Before Chabot joined the staff of the CAI, it was nearly impossible for the organization's workers to talk to the women of those countries about what they believed their villages needed.
Social mores in the rural, conservative Muslim areas in which the Bozeman-based Institute works dictate that men and women should not speak to one another, and the CAI had no female field staff. But because the CAI emphasizes grassroots work and community empowerment, communicating with both men and women in these rural communities was essential.
So when Chabot, now 29, met Central Asia Institute founder Greg Mortenson about a year-and-a-half ago, it quickly became clear that Chabot could be a valuable asset to the organization. Chabot's background in education gave her the academic credentials for the work, and her experiences working as a science teacher with Bozeman's Traveling School provided her with insights into other cultures and demonstrated her ease with foreign travel. Mortenson invited her to visit some of the schools in Pakistan that the Central Asia Institute had built.
Chabot did so, and she said everything quickly fell into place after that.
"Everything I have done in my life, everything came together and smacked me in the face when I met Greg and went over to Pakistan," said Chabot, who then accepted a job as CAI's International Program Manager. "I felt like I have been training for it. It all came perfectly together."
The Central Asia Institute's mission is to promote and support community-based education, especially for girls, in remote regions of Pakistan and Afghanistan. Since its inception in 1996, the non-profit has built nearly 75 schools that have educated more than 25,000 students in those countries. In addition to building schools, the CAI also provides ongoing teacher training programs and student scholarships, establishes libraries and provides temporary education in regions where natural disasters or crises have occurred.
That mission has meshed well with Chabot's background as an educator.
Chabot came to Bozeman in 1997 to earn her undergraduate degree in elementary education, then went on to earn a master's in science education at MSU. Now, she is working on her doctorate in curriculum and instruction through MSU's Center for Learning and Teaching in the West. During graduate school, she studied abroad for two separate years, in South America and Africa. Her areas of interest, she said, have long been tied to the sorts of work the CAI performs.

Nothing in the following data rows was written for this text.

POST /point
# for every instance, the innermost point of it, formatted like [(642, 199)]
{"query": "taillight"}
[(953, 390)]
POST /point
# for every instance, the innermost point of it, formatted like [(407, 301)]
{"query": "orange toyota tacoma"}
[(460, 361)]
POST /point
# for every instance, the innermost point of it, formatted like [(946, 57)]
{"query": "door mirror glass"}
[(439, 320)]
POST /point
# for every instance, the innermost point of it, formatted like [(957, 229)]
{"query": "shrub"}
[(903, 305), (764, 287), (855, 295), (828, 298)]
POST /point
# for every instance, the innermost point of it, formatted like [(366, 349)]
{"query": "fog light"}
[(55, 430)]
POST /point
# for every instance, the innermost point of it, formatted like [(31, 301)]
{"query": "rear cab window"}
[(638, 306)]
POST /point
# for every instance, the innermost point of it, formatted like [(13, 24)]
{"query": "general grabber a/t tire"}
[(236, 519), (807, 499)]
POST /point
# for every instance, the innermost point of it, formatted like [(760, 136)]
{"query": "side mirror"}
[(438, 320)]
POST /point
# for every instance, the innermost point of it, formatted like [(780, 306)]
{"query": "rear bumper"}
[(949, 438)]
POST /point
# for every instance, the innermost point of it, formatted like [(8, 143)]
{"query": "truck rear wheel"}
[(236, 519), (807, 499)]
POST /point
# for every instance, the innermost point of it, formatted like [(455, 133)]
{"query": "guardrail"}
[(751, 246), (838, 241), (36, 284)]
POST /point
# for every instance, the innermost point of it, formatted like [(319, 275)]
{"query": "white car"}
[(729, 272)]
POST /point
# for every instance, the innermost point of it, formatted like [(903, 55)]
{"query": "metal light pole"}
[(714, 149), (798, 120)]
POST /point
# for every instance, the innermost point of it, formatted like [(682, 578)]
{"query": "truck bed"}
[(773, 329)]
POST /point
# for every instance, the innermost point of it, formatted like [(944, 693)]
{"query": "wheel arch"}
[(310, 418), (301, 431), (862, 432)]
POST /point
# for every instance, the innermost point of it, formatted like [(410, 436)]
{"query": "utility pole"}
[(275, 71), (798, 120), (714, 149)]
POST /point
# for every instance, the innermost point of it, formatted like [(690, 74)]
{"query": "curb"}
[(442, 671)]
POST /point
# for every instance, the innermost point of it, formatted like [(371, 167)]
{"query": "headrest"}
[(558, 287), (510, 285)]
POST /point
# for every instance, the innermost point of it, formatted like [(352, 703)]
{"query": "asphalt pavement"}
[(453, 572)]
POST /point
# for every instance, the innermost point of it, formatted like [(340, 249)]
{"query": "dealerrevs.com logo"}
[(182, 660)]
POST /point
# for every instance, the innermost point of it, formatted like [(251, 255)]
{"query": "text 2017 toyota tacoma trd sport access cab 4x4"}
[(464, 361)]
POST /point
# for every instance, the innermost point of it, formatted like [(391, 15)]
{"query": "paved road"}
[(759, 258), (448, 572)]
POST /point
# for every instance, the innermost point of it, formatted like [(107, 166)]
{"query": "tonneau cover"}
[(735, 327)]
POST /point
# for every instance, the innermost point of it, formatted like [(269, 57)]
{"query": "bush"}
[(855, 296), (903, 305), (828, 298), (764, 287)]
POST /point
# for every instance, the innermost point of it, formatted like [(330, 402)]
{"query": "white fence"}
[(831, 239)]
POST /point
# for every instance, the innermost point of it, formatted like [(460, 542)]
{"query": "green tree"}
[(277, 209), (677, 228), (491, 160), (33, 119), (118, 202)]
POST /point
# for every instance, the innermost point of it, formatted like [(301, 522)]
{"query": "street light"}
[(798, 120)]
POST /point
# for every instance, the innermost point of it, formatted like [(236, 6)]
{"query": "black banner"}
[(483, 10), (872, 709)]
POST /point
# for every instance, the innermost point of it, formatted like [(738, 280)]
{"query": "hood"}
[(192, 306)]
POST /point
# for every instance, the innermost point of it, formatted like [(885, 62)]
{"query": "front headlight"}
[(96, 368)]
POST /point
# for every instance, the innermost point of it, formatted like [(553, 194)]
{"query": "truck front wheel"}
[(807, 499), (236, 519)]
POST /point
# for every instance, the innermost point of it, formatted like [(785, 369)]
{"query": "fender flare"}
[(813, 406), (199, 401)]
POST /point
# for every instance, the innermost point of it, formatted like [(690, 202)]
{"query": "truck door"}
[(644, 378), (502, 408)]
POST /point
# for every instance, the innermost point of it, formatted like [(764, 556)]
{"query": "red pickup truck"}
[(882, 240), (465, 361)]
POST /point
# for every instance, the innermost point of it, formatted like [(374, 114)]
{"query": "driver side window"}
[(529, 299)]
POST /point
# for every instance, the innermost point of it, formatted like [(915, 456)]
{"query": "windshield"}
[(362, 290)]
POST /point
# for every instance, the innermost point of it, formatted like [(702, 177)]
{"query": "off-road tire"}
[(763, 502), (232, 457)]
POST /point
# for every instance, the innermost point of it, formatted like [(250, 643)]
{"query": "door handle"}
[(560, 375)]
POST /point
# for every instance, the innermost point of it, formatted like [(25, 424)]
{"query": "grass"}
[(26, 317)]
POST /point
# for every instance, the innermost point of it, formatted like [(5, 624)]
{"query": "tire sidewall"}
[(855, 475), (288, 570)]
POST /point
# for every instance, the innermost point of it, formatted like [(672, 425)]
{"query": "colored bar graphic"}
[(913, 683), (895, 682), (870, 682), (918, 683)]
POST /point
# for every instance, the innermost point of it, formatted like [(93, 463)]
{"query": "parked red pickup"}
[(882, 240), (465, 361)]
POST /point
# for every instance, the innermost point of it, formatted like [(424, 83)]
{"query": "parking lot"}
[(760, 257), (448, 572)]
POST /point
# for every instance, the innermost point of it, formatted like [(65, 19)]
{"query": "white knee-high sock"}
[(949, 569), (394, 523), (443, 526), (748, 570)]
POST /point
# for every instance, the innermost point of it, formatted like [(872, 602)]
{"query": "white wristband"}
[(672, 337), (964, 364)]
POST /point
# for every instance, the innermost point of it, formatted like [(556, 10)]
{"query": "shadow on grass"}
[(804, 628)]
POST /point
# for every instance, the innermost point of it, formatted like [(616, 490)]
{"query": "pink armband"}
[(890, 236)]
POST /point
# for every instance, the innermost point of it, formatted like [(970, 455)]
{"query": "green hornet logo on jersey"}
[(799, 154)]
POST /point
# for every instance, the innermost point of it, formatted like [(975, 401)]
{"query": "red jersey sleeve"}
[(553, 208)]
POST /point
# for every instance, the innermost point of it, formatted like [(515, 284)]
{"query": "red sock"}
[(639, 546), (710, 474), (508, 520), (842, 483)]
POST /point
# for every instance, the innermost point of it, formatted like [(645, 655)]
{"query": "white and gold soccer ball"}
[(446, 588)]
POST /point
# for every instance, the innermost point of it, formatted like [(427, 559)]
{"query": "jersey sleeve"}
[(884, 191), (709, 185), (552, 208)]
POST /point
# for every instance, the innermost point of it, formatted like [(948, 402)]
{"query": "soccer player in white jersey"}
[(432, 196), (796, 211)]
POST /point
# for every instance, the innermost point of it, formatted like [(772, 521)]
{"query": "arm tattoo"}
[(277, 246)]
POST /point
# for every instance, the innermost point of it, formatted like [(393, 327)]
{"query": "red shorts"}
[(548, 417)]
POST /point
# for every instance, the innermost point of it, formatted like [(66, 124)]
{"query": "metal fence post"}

"I'm kind of a rural, indigenous population worker," she said.
And in rural Pakistan and Afghanistan, Chabot said, the need for education is great.
"There have never been schools in some of these areas before," she said.
The process is lengthy, though. The institute works not only to spend the time and resources to empower local teachers, but also to spend time with people in each community to see what its members actually need and desire.
At first, Chabot said, she wanted to simply do more.
"(Mortenson) wanted me to start focusing on the quality of education, and I wanted to get stuff done. But I found I needed to slow down. They need an expert in the field of education to discuss what these communities really need. My primary job for the next two years will be to sit down with these women and ask them what they need. My job is to build relationships."
Chabot has traveled to Pakistan and Afghanistan six times in the past year, and her visits last anywhere from three weeks to three months.
Though it was initially tough for Chabot to put aside some of her immediate goals -- "we're so used to doing things here in the U.S.," Chabot said -- she's come to believe in the process.
"I'm embracing (this process) because it's working," she said. "I'm hearing from (the women) what they need."
Another female staff member may soon join the staff of the Central Asia Institute in Pakistan, bringing with her an even closer perspective on life in the region.
Fozia Naseer, 26, arrived in Bozeman in time for the start of the fall semester at MSU, where she will be taking classes this year.
She's the first woman from her village in Pakistan-controlled Kashmir to visit the United States, and getting here was no easy feat.
Chabot and her husband, Doug Chabot, had to first convince Naseer's uncle, Raja Ilyas Khan, who is the head of her household, that Naseer should be allowed to go to the U.S.
"He was just so concerned about my safety," Naseer explained.
Just six weeks before school started, Khan agreed that Naseer could study at MSU.
And though Bozeman is decidedly not Pattika Balseri, Naseer's village in Kashmir, Naseer said she is feeling comfortable in the university town.
"Everyone is so friendly here, and the mountains are beautiful," she said.
In addition to financial support from the CAI, MSU offered Naseer a full scholarship for the year, and she's taking courses this semester in international communications and English composition, as well as being tutored in using computers.
Chabot expects that the investment MSU and the Central Asia Institute is making in Naseer will pay dividends when she returns home.
"When I met Fozia, I learned her story," Chabot said. "I saw this incredibly strong young woman. I saw that if we gave her support, she would take it forward."
Naseer, who has already earned degrees in law, political science, and education, could become a natural leader in her community, Chabot said.
"She's probably one of the most educated, highly driven women in her region," Chabot said. "It would be amazing what she could do."
Like Naseer, when Chabot is finished with her degree at MSU - she's currently writing her dissertation -- she plans to focus on the work of the CAI full-time.
"I've enjoyed being a woman there (in Pakistan and Afghanistan)," she said. "It's needed. I'm helping to empower the women of those countries."